Camille s’arrête et souffle un semblant de rire.

« Je fais l’intéressante… », avoue-t-elle, «… Tu te souviens comme maman affectionnait cette expression ?

-                     Non. », fait sèchement Rachel.

‘Faire l’intéressante’, pourtantDécidément, pourquoi ne se souvient-elle donc de rien ?

« Quand tu y penses… », continue Camille comme pour elle-même, « Dire ça à une gamine qui fait tout pour attirer l’attention… Ben tu lui dis que ça ne trompe personne, qu’elle n’est pas intéressante… Elle s’est démenée pour rien.

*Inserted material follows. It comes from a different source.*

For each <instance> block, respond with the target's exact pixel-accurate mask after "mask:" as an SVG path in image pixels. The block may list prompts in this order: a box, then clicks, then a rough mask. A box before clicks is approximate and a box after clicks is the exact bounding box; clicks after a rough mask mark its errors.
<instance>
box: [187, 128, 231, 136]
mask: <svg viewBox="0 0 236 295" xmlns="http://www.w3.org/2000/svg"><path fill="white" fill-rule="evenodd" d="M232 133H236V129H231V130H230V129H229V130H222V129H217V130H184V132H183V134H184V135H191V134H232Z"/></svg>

-                     Bon, revenons à nos moutons.», l’interrompt Rachel. « Et cette armoire alors ? 

-                     L’armoire…

-                     Oui…

-                     C’était l’armoire de la mère d’Odile. La première femme du grand-père Coudray… Je suis allée la voir, tu sais ?

-                     Qui ?

-                     Ben Odile !

-                     Ah bon ? Quand ça ?

-                     Il y a vingt ans. Un peu plus…Vingt-cinq…

-                     Qu’est-ce qui t’a pris d’aller voir Odile, toi ?

-                     Ce qui m’a pris ? L’envie d’avoir un autre avis sur nos grands-parents. Un autre témoignage. L’envie d’un autre regard, sous un autre jour... La diversité des sources, tu comprends ? »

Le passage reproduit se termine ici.